Waterhouse’s final words were reminiscent of Virginia’s Roger Coleman,
executed in 1992. Coleman was arrested in 1986 for the rape and murder of his
sister-in-law. Coleman was the personification of a cold blooded killer. Before
police zeroed in on him as a suspect, he served as a pallbearer at his victim’s
funeral.
As Coleman sat strapped to the electric chair, moments before his execution,
he made a final statement. "An innocent
man is going to be murdered tonight. When my innocence is proven, I hope
Americans will realize the injustice of the death penalty as all other civilized
countries have.”
Coleman’s case had generated a great deal of attention. As his execution date
approached, Coleman was on the cover of Time. Pope John Paul II requested
clemency on his behalf. Centurion Ministries, an ardent supporter, continued to
fight to clear Coleman’s name for years after his execution.

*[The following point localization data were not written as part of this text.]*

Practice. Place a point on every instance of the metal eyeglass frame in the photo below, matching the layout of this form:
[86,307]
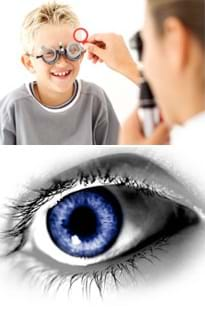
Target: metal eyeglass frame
[62,51]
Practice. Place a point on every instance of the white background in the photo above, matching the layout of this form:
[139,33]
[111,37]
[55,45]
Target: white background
[123,17]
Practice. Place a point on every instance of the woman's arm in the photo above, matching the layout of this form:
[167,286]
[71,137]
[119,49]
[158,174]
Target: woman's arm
[114,53]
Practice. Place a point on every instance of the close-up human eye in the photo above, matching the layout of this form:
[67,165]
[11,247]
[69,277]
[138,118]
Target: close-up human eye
[94,224]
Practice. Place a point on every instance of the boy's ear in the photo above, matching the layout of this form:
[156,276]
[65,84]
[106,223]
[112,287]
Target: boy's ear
[26,61]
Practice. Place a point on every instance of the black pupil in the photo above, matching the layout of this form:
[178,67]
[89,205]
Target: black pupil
[83,222]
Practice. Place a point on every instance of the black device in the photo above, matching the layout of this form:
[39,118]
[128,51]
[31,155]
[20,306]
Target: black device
[148,111]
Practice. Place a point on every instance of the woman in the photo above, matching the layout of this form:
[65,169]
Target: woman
[174,64]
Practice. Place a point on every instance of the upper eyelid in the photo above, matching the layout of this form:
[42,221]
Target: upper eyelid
[139,166]
[125,165]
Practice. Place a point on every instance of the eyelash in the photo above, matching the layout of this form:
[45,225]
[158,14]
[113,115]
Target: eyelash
[25,212]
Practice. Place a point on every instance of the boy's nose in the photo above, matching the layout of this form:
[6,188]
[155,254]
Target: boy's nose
[62,59]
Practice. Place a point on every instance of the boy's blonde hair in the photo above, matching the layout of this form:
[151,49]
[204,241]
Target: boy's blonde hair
[51,13]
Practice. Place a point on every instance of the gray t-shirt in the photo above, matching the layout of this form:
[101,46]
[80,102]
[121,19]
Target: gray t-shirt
[87,118]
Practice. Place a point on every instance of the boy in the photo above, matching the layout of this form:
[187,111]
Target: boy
[55,108]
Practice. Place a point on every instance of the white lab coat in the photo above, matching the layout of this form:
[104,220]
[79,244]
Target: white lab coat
[191,133]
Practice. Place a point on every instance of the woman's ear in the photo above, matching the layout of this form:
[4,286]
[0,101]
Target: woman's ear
[176,42]
[26,61]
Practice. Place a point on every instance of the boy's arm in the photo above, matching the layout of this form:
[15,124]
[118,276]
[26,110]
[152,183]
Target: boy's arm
[107,128]
[7,130]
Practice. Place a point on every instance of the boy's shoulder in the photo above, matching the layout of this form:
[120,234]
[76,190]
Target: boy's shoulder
[92,89]
[14,96]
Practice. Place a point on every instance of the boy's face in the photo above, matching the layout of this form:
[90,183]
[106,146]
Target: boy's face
[47,76]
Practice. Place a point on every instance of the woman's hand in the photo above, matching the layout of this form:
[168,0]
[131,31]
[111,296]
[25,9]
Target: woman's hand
[111,49]
[131,133]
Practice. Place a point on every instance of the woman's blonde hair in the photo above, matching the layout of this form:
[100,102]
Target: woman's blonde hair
[51,13]
[190,12]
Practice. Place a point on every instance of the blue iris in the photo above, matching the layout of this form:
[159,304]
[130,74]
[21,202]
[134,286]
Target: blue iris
[85,223]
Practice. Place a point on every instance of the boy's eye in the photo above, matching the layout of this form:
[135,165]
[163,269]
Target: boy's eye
[49,54]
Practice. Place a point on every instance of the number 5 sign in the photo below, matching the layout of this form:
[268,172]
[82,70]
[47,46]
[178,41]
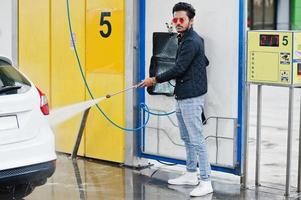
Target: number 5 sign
[105,21]
[105,36]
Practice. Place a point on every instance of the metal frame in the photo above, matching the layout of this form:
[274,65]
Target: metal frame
[215,136]
[258,139]
[241,88]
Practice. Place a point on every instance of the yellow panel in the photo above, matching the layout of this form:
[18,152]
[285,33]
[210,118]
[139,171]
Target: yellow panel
[259,70]
[66,82]
[297,58]
[270,64]
[105,73]
[34,44]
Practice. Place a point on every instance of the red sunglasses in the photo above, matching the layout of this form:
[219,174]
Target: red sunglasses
[175,20]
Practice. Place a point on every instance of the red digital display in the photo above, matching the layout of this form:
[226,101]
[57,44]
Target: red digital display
[269,40]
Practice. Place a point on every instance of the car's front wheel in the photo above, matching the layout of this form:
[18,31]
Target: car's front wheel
[16,192]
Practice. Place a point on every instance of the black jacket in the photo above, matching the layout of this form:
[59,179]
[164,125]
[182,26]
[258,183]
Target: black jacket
[190,67]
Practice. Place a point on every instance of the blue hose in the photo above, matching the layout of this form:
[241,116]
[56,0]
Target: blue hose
[142,105]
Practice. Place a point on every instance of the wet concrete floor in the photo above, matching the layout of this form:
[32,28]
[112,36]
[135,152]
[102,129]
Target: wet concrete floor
[91,179]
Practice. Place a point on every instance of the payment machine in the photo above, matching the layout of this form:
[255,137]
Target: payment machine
[274,58]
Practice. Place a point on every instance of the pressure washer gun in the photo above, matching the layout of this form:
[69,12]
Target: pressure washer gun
[121,91]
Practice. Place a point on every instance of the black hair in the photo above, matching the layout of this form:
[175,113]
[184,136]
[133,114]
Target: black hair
[182,6]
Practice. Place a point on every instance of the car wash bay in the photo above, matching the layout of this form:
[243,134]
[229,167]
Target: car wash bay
[103,37]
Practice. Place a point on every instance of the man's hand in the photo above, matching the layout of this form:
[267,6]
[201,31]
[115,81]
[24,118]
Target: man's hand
[148,82]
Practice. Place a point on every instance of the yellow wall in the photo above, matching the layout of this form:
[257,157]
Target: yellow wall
[34,42]
[67,86]
[105,72]
[47,56]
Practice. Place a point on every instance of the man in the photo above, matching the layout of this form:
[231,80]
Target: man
[191,85]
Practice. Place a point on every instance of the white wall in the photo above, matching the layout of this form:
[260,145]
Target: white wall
[217,22]
[8,24]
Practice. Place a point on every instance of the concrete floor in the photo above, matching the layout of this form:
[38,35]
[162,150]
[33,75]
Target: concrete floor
[91,179]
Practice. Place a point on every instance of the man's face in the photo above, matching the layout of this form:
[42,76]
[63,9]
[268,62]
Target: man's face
[181,21]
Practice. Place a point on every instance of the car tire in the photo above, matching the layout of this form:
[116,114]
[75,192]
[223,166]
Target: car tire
[16,192]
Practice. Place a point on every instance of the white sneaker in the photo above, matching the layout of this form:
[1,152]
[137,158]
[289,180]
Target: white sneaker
[189,178]
[204,188]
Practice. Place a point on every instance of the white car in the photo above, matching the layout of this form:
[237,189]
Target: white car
[27,149]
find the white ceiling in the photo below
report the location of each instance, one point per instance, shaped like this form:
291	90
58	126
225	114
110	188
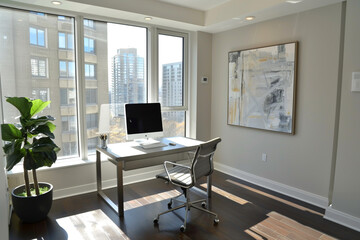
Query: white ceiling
202	5
211	16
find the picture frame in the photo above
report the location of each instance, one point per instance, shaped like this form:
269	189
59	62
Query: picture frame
262	87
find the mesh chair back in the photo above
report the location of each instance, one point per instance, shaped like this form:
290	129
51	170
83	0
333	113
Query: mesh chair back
202	164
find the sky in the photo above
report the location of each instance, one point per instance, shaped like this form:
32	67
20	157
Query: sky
124	36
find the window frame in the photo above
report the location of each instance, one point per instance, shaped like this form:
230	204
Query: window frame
151	67
185	60
38	59
37	28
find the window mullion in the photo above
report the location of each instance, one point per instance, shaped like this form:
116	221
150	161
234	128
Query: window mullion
81	94
153	83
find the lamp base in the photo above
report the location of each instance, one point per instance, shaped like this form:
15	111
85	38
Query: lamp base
103	138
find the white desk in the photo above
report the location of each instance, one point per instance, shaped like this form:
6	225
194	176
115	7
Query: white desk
129	155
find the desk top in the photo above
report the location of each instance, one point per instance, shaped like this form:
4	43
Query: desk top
129	151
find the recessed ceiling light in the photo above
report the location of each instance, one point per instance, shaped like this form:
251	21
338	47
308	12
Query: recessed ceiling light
249	18
56	2
294	1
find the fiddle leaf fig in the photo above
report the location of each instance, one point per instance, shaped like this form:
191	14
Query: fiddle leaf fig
31	139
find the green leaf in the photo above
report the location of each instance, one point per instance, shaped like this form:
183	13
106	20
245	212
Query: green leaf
33	122
51	126
44	144
9	132
43	153
37	106
29	161
23	104
14	153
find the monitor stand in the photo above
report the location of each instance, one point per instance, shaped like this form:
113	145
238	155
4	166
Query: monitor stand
147	143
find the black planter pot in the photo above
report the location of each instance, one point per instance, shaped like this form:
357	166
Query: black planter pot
34	208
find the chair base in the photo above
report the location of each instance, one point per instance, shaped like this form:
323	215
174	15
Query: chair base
187	205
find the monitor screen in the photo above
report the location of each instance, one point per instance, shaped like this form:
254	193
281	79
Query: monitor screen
143	120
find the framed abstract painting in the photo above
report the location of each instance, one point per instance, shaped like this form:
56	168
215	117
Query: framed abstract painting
262	87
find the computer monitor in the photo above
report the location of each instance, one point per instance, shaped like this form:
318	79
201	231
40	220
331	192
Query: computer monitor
143	121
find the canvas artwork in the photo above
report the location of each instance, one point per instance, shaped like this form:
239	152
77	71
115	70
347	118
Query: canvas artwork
261	91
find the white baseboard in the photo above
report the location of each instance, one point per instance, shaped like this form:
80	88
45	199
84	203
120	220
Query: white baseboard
91	187
342	218
274	186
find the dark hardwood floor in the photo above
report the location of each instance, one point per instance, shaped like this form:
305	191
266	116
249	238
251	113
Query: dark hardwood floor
245	211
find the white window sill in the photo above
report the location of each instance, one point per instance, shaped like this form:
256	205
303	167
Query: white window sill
60	163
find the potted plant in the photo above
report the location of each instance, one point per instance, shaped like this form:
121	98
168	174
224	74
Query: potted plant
32	141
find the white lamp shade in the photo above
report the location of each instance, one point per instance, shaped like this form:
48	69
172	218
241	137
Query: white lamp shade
104	119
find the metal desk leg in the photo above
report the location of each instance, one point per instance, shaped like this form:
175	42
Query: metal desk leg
120	208
209	182
120	188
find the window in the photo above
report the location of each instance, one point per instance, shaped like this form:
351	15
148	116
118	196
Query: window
88	23
89	45
91	96
171	49
41	93
67	96
68	124
37	36
67	69
66	40
38	67
38	73
92	120
89	71
115	55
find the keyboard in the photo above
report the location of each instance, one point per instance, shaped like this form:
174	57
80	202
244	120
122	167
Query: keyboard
152	145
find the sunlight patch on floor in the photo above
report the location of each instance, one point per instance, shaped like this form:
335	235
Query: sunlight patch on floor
92	225
277	226
139	202
226	194
275	198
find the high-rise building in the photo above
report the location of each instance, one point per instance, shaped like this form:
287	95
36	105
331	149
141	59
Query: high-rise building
37	60
172	84
172	90
127	79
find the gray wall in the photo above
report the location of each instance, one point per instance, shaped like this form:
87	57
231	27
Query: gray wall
302	162
346	194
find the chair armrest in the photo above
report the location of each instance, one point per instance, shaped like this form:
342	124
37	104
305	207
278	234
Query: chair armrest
175	164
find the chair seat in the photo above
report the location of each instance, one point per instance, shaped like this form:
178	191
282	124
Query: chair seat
179	175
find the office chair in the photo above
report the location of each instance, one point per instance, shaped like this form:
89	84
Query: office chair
185	177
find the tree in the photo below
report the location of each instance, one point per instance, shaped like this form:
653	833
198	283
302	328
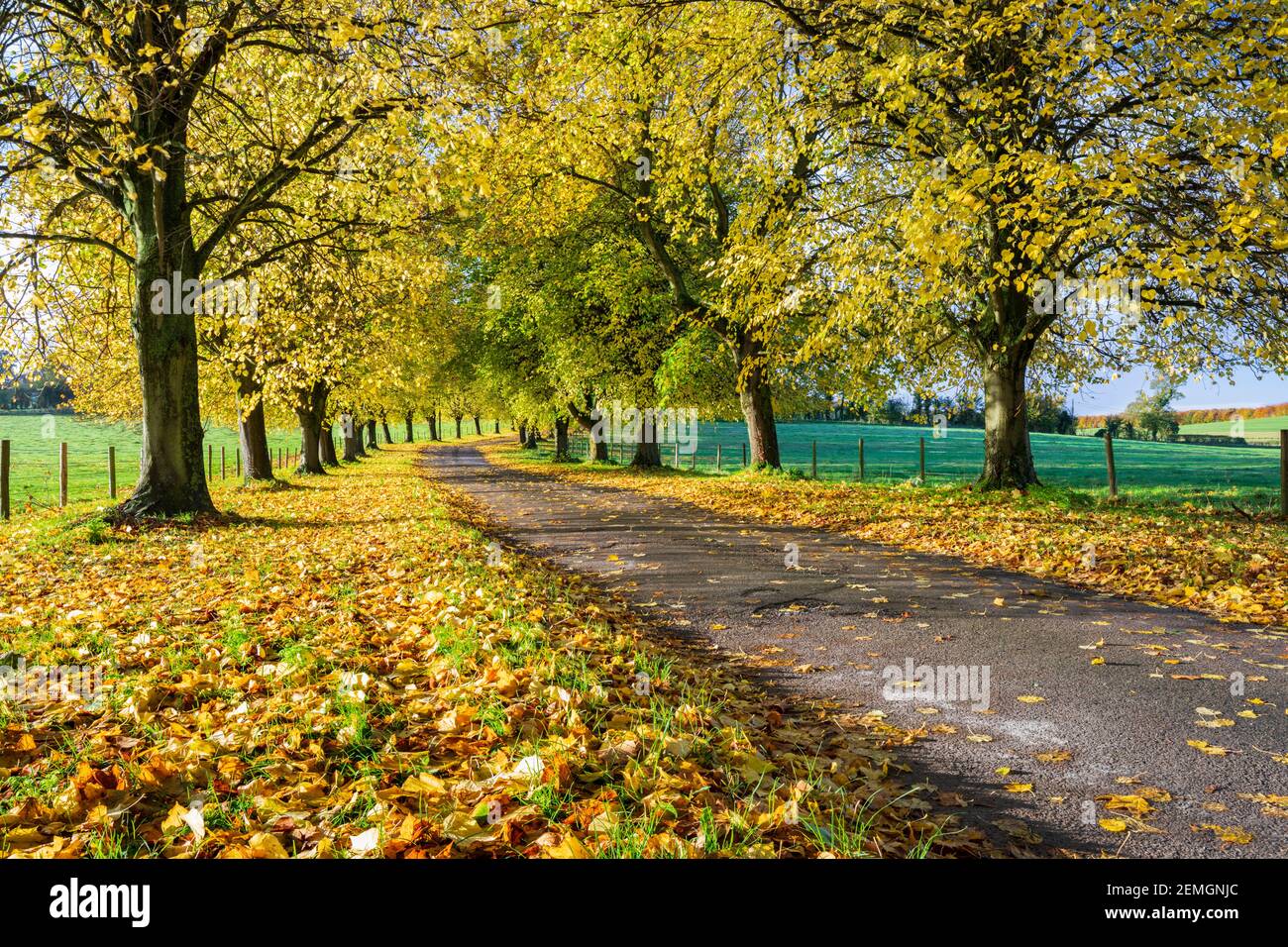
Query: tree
1051	182
154	114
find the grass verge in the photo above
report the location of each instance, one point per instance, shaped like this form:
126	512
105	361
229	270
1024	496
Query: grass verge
351	668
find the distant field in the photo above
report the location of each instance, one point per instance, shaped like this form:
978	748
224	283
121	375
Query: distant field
34	454
1265	429
1076	462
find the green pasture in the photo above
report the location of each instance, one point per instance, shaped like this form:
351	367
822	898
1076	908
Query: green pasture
34	441
1261	429
892	454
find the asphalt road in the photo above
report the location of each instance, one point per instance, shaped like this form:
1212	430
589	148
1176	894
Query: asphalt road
1124	685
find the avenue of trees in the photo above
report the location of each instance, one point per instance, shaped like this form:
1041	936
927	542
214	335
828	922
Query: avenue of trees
407	210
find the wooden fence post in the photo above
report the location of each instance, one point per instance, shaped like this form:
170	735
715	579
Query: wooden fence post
4	479
1109	464
1283	474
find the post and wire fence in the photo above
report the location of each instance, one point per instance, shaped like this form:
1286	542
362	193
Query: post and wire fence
923	460
53	462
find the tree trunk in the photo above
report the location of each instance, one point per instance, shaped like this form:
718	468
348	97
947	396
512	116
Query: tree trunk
329	458
1008	454
252	432
359	449
758	402
171	471
562	451
587	419
351	438
648	453
310	408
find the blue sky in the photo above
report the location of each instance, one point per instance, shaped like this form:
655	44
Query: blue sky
1247	390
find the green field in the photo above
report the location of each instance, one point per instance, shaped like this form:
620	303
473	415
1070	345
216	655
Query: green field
1261	429
890	454
34	442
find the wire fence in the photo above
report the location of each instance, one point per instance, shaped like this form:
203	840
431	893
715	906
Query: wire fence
54	460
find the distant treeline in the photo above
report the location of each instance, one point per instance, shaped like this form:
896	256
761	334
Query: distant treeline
1046	414
1202	415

Finally, in 2006, as Virginia Governor Mark Warner was about to leave office
he became the first governor in the nation to order post-execution DNA testing.
Coleman supporters and death penalty abolitionists were in the unenviable
position of hoping that an innocent man had been executed. Coleman was going to
be the poster-child for dismantling the death penalty.
However, the anti-death penalty movement took a hit. DNA confirmed that
Coleman did, in fact, rape and kill his sister-in-law. Death penalty opponents
remain unable to point to a single wrongful execution.
James C. McCloskey, Centurion Ministries’ executive director, said he felt
betrayed by Coleman. "How can somebody, with such equanimity, such dignity, such quiet
confidence, make those his final words even though he is guilty?" McCloskey
said.
It has long been accepted law that a dying declaration has the indicia of
trustworthiness. A dying declaration is admissible as an exception to hearsay
pursuant to Pennsylvania Rule of Evidence 804 (b)(2). Waterhouse, and certainly Coleman, cause one to pause when
accepting the reliability of a statement made in contemplation of death.